Case Presentation:
A 62‐year‐old female with a history of aortic valve replacement treated with warfarin presented with increased urinary frequency and hematuria; she was diagnosed with a right renal calculus by abdominal CT. She was admitted and underwent a right percutaneous nephrolithotomy and placement of a percutaneous nephrostomy tube. On post‐operative day 8, she complained of worsening dyspnea, non‐radiating substernal chest pain, mild nonproductive cough, orthopnea and mild nausea. Physical examination revealed hypoxia to 82% on room air, tachypnea, decreased breath sounds in the right lower lung field, and bloody output from the nephrostomy tube. The nephrostomy tube was removed and a chest roentogram showed a large right pleural effusion. The patient underwent a right thoracentesis with removal of 1.1 liter of malodorous, bloody fluid with low protein and high LDH; she was diagnosed with a urinothorax.
Discussion:
A urinothorax results from an accumulation of urine in the pleural space and should be considered in patients with a pleural effusion in the setting of obstructive uropathy; trauma from an attempted percutaneous nephrostomy, kidney biopsy, or lithotripsy; urinary tract malignancy; or a renal transplant.
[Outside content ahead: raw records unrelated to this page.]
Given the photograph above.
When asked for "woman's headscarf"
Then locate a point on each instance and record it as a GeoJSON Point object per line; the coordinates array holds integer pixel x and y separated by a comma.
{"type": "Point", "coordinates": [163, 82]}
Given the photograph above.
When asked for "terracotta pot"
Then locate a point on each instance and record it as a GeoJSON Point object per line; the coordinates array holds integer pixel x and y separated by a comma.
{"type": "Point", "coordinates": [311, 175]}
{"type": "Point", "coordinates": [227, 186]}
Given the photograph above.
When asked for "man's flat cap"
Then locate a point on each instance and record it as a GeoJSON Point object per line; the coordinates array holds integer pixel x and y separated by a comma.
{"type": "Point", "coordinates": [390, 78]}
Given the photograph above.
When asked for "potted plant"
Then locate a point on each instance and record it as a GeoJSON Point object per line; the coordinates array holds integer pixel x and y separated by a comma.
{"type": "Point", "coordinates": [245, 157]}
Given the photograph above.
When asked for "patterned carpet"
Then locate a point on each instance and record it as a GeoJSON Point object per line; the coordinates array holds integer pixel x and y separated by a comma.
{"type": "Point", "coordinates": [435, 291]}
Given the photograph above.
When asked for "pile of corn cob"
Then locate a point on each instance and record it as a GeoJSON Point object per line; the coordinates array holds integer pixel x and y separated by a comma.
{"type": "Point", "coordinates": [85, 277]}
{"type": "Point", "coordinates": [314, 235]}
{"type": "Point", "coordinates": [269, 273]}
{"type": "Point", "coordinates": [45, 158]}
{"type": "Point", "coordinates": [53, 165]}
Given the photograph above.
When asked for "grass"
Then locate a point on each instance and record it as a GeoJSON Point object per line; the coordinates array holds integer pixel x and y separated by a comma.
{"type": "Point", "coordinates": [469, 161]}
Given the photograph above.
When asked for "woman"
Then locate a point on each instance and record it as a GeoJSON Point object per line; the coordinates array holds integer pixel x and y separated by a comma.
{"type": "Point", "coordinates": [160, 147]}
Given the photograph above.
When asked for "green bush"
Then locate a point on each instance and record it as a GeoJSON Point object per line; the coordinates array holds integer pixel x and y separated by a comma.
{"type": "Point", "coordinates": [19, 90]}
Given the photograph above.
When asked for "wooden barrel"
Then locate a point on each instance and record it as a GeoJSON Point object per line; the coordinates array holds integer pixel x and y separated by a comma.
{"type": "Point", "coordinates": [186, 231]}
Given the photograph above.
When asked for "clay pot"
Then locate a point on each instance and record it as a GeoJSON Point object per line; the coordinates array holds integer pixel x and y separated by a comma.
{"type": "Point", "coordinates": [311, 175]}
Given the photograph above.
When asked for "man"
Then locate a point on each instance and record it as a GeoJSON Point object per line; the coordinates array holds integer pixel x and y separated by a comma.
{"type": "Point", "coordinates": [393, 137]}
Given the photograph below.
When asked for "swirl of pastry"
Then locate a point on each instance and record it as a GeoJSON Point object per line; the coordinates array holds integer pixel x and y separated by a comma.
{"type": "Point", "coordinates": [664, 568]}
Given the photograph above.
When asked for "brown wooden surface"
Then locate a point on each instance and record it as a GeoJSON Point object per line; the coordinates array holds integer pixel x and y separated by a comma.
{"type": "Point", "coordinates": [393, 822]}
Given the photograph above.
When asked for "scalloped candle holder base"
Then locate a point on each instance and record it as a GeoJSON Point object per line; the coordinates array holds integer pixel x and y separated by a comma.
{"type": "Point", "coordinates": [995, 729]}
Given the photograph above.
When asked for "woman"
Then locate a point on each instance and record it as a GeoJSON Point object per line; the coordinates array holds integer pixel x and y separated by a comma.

Initially, leakage of urine into the retroperitoneal space forms a urinoma; urine then moves directly into the pleural cavity due to either an anatomic diaphragmatic defect or via lymphatic drainage into the mediastinum. The urinothorax commonly occurs ipsilateral to the obstructed kidney, but it should not occur solely due to a unilateral obstruction as long as the contralateral kidney function is normal. Pleural fluid analysis typically reveals both a low pH and a transudative effusion, but a high LDH can occasionally result in the misclassification of it as an exudative effusion. Renal scintigraphy will demonstrate leakage of tracer from the urinary tract into the pleural space. Once the renal obstruction is relieved, the urinothorax typically resolves.
Conclusions:
Although obstructive renal disease is common, urinothorax is less frequently recognized. Severe dyspnea, although present in this case, is very uncommon and has been reported only a few times in the literature.